A Dose of Family
As the time draws near for my impending visit to family, I begin to count down the days. I know I am going to a place that will be cold, and I hate the cold. However, having had a roller-coaster ride emotionally for the last 12 months I have a need for a "dose of family". Family can sometimes be overwhelming, and sometimes smoothering, but when you are one of the younger ones I guess that is a normal state of affairs. Even when I am sitting in the retirement home, on mushy food, I will still be baby sister. Despite having been capable at running my own life, having survived many challenges that my other siblings haven't, I will always be little sister. I will never begrudge them for it, cause that is just how life is. I know they know how capable I am, it is just the roles we automatically slot into. We don't even know we do it. The shoe is often on the other foot too. I am totally guilty of slotting into the little sister mode.
This time my "family dose" trip will be a little different. I certainly feel alot more grown up than some of my older siblings. I have this awareness that can sometimes even spook me. While they might perceive me as "little sister", I feel within myself older and more mature. That is not to put them down, but I just feel as if I am "there". Where "there" is is difficult to describe or define. It is a feeling, an awareness of who I am (both mentally and physically), the acceptance of both good and bad in my life. A sense of not being able to control it so much as work with what life gives me, and ensuring that I feel good about it all.
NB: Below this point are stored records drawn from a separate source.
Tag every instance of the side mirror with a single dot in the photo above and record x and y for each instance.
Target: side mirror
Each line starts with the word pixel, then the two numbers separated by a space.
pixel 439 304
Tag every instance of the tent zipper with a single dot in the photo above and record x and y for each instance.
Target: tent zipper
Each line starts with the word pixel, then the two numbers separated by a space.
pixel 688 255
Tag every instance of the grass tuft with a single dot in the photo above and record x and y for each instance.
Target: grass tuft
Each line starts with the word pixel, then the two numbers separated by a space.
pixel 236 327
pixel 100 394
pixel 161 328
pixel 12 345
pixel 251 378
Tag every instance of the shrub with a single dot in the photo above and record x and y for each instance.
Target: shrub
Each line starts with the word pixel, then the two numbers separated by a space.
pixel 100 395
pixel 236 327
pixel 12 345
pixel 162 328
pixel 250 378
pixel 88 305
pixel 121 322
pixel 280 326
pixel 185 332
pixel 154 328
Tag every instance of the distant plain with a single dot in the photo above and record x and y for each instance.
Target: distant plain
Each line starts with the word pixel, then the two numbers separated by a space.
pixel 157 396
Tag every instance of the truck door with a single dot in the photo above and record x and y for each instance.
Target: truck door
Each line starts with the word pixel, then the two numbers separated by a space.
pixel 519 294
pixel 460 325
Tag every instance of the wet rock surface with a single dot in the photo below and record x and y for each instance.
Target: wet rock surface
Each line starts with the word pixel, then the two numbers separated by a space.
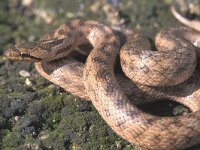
pixel 34 113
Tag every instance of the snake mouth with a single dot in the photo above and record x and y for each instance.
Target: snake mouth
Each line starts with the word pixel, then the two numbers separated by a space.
pixel 12 53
I don't think we can control life, but if we can totally enjoy the roller-coaster ride it gives us, then it is worth each breath we breathe. In my work I see so many people who live their lives in a drugged out daze, or through the scary lense of mental illness. How easily life could have chosen me for that path. It is true that we have choices in our lives, but the cards we are dealt with I believe are a little pre-determined. I am 40, am realitvely healthy, have all my mental faculties, and have the basics in life. How lucky am I?
So, I take this awareness with me to visit the family. I will misbehave while I am there, I will enjoy every minute of it. I will come home needing a holiday to recover. And I will on a daily basis thank the stars that I have the life I have. It is this awareness that allows me to admit my misbehaviour and have no guilt what-so-ever. It is all part of that wonderful roller-coaster ride life is taking me on. Besides, it is so cold where I am going I believe I should drink and be merry so I don't freeze my middle-aged butt off!